Салаи вынул лодку и поднял ее на ладони, повертел из стороны в сторону, так что тени и свет прошлись по сложно закрученным бумажным спиралям, повертел колесико.
— Смотри, — сказал он одному стражнику. — Запомни хорошенько. Это было при мальчишке. — Затем он сунул модель в карман красной рубахи и бросил стражникам: — Берите его и следуйте за мной.

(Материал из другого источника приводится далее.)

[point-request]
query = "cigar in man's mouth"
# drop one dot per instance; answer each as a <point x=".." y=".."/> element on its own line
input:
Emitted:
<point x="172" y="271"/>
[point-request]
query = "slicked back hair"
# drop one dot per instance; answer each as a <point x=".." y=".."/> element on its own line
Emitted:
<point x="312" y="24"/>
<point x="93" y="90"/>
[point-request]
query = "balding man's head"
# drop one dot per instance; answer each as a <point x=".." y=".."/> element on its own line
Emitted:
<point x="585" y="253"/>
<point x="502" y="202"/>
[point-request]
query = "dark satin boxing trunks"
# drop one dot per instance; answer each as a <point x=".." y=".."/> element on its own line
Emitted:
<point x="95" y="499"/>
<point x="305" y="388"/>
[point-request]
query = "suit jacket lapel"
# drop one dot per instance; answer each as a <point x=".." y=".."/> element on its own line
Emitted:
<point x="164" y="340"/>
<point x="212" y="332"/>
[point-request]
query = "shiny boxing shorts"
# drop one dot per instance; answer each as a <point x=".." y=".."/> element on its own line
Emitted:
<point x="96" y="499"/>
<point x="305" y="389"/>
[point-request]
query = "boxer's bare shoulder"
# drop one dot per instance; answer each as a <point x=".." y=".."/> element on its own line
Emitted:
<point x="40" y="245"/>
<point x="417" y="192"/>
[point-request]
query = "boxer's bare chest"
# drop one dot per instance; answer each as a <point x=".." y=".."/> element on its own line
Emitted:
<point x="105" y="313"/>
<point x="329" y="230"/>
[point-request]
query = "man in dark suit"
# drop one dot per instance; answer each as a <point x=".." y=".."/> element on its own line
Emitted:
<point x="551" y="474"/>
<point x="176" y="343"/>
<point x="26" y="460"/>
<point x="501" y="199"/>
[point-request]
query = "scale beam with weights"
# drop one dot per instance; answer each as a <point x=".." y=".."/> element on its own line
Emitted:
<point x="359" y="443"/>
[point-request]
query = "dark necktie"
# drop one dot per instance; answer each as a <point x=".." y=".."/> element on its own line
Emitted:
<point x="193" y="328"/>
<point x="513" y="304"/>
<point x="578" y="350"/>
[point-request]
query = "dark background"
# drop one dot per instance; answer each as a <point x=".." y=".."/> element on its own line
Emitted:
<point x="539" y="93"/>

Они подняли Паскуале, один за руки, другой за ноги, и снесли вниз по винтовой лестнице в маленькую комнату, выстроенную в форме буквы D, или натянутого лука, с полукруглой каменной стеной и заставленной шкафами прямой стеной. Когда стражники опустили его, Паскуале поднялся быстро, как только смог, и посмотрел Салаи в лицо. Тот стоял в дверях с двумя могучими стражниками за спиной.
— Высший балл за твое появление! — сказал Салаи и издевательски зааплодировал. — Не могу передать, как я рад ему. Я просто готов расцеловать тебя. Мое мнение о твоих дарованиях возросло, хотя я, кажется, был прав насчет твоих умственных способностей. Не стану спрашивать тебя, зачем ты пришел, не сейчас. Я даже не стану спрашивать, как ты сумел проникнуть в башню, это тоже не теперь. Это удовольствие я оставлю на потом.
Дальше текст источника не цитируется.